Extended Data Fig. 1 Varying hydrophobicity in the engineered polypeptide affects immunogenicity via ER stress-mediated mtDNA release and effector functions in macrophages.

a, Chemical structure of cationic polypeptides with different amine-containing analogues. Cationic polypeptides including hydrophilic analogues and cyclic structures more favorably induced. (b) ER stress and (c) mtDNA release in BMDMs (n = 3). The representative western blot images were shown from at least twice independent results. Cationic polypeptide tethered with a hydrophilic building block and cyclic structure increased (d) phagocytosis of EO771 breast cancer cells and (e) cross-presentation of the model antigen SIINFEKL-H2Kb (n = 3). (f) Gene expression of pro-inflammatory cytokines was affected by hydrophobicity of polypeptides and the chemical structure of amine-including analogues (n = 3). One-way ANOVAs with Bonferroni post hoc correction were used in c, d, e, f. All data are expressed as means±s.d.

Source data

Extended Data Fig. 2 Varying the electrostatic charge of the polypeptide affects immunogenicity via ER stress-mediated mtDNA release and effector functions in macrophages.

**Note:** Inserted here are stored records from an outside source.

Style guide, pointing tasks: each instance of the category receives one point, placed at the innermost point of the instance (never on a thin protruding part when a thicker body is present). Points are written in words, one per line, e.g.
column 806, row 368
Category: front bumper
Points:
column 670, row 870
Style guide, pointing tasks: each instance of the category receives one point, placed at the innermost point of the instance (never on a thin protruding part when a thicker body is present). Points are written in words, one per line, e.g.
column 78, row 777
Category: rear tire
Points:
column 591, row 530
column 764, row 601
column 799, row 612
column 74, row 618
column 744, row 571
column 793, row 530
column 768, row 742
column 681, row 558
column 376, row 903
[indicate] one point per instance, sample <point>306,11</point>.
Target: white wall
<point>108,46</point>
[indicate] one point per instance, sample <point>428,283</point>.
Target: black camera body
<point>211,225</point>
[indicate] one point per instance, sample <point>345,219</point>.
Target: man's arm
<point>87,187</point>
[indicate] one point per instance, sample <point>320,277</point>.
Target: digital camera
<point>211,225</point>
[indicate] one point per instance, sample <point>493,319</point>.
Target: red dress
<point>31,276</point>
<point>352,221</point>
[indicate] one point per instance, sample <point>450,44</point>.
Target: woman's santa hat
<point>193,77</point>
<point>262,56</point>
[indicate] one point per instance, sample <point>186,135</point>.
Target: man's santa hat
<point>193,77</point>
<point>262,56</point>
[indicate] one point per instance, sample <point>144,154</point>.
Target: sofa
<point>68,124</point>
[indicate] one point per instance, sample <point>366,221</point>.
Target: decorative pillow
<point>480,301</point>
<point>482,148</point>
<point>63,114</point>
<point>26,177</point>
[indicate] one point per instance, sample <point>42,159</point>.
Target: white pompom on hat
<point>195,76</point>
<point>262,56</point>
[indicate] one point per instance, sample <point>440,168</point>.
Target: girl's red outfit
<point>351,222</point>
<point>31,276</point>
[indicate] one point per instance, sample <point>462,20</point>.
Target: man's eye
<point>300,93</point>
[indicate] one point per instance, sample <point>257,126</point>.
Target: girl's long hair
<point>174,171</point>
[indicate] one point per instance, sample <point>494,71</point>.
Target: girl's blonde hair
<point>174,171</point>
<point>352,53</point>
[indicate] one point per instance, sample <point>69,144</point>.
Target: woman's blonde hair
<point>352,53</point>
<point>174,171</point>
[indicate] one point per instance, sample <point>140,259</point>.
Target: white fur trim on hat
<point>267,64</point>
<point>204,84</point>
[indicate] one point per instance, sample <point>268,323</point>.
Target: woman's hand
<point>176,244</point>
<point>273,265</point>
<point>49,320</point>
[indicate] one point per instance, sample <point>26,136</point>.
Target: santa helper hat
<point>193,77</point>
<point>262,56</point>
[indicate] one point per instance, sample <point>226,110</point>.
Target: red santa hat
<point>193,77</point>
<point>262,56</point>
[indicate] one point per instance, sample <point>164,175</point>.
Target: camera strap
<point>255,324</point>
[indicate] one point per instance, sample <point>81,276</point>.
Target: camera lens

a, Chemical structure of polypeptides with different electrolytes. P1 more favorably induced (b) ER stress and (c) mtDNA release in BMDMs greater than did PTMA (strongly cationic) and PS (anionic) (n = 3). The representative western blot images were shown from at least twice independent results. P1 improved (d) phagocytosis of EO771 breast cancer cells and (e) cross-presentation of the model antigen SIINFEKL-H2Kb to a greater extent than did PTMA or PS (n = 3). f, Expression of genes for pro-inflammatory cytokines was regulated by types of electrolytes and strength of cationic charges (n = 3). One-way ANOVAs with Bonferroni post hoc correction were used in c, d, e, f. All data are expressed as means±s.d.

Source data

Extended Data Fig. 3 Varying the length of the side chain of the polypeptide regulates immunogenicity via ER stress-mediated mtDNA release and effector functions in macrophages.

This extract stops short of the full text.